Decade-long Iran Arms Embargo Ends

A United Nations imposed embargo prohibiting arms sales to and purchases from the Islamic Republic of Iran expired on the 19th October, after over a decade of enforcement. The ban ended in accordance with the Iran Nuclear Deal despite the United States’ previous exit from it and current objections to its ending.

Although Iran claims it does not intend to go on a “buying spree” any time soon, it is now able to upgrade its armed forces’ equipment, some of which dates back to the founding of the Islamic Republic in 1979 following the deposition of the Shah during the Islamic Revolution. Another prospect Iran could explore is exporting its locally manufactured weapons, which it had been forced to develop due to the long-lasting embargo. Iran’s potential suppliers and customers will be limited by unilateral U.S. sanctions still, however. 

An Iranian rocket fuse production line enters operation in 2016. (Photo courtesy of Tasnim News Agency)

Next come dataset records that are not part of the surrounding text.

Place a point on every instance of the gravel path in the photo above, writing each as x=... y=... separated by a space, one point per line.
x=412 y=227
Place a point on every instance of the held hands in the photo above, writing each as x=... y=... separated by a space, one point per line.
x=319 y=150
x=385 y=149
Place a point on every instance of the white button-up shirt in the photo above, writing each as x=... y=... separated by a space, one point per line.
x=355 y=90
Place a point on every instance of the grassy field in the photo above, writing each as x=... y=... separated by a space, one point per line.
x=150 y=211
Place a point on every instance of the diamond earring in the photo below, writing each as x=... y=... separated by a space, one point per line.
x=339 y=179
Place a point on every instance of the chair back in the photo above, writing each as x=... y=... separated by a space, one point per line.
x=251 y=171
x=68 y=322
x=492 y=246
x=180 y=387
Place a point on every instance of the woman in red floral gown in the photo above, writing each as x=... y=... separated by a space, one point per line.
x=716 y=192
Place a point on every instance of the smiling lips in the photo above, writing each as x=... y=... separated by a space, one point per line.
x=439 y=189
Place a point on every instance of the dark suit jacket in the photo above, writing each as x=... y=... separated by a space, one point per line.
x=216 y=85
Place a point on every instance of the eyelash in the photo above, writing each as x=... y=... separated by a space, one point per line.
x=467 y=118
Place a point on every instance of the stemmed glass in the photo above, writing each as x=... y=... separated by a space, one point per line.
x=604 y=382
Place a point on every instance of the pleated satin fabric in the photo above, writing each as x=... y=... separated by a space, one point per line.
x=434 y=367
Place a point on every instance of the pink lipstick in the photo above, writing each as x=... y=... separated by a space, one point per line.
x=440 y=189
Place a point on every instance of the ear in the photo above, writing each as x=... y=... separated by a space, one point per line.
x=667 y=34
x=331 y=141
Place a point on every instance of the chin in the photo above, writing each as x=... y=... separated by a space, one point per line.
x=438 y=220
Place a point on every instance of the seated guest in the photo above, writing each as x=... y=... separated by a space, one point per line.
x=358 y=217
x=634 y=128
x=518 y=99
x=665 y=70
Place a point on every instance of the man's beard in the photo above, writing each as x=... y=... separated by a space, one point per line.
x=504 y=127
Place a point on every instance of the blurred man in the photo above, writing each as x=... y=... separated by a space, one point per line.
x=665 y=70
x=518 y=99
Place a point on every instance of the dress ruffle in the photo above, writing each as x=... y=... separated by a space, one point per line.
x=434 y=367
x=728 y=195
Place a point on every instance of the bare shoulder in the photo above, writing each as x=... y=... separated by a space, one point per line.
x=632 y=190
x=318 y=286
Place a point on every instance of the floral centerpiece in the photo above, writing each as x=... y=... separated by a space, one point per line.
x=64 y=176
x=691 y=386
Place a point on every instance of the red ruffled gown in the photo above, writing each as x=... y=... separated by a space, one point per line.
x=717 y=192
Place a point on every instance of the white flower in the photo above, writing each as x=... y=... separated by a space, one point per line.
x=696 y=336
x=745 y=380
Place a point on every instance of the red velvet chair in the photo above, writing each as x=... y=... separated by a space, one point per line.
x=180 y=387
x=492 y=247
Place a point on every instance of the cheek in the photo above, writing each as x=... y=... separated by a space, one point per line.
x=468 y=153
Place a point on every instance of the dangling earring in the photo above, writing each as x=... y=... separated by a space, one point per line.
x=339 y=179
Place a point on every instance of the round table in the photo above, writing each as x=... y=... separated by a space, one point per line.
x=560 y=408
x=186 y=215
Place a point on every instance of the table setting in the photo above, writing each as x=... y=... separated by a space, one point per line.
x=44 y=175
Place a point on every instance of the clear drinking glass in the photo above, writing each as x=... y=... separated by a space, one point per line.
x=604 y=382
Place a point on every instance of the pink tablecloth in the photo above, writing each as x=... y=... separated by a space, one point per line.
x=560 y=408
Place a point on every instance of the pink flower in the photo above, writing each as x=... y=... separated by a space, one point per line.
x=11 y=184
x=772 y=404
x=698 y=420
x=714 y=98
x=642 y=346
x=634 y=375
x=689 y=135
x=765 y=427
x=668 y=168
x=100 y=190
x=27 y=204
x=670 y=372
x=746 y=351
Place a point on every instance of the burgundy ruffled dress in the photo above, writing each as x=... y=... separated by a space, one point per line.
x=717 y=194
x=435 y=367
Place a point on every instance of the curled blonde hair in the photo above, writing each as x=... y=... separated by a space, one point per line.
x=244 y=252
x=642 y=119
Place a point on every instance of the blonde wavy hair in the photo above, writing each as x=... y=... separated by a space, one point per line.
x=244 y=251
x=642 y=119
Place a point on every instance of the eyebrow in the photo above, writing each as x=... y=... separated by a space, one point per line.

US Secretary of State Mike Pompeo was quick to warn countries that the United States is ready to “sanction any individual or entity that materially contributes to the supply, sale or transfer of conventional arms to or from Iran, as well as those who provide technical training, financial support and services and other assistance related to these arms.”, adding that in the eyes of the current administration, countries that would sell military equipment to Iran “will be very clearly choosing to fuel conflict and tension over promoting peace and security.”

An Iranian MiG-29 being overhauled somewhere in Iran

A US Defense Intelligence Agency report published last year predicted that if and when the embargo is lifted, Iran would seek to obtain Russian Su-30 fighter jets, Yak-130 trainer aircraft, T-90 tanks, and the heavily sought after S-400 air defense system.

China on the other hand released a strong response to the US warnings, calling Pompeo’s remarks “utterly unjustifiable” and accusing the United States of being the one “that peddles arms and ammunition everywhere, uses military trade to serve geopolitical interests, and even openly interferes in the internal affairs of other countries,” in a statement made by Chinese foreign ministry spokesman Zhao Lijian to reporters.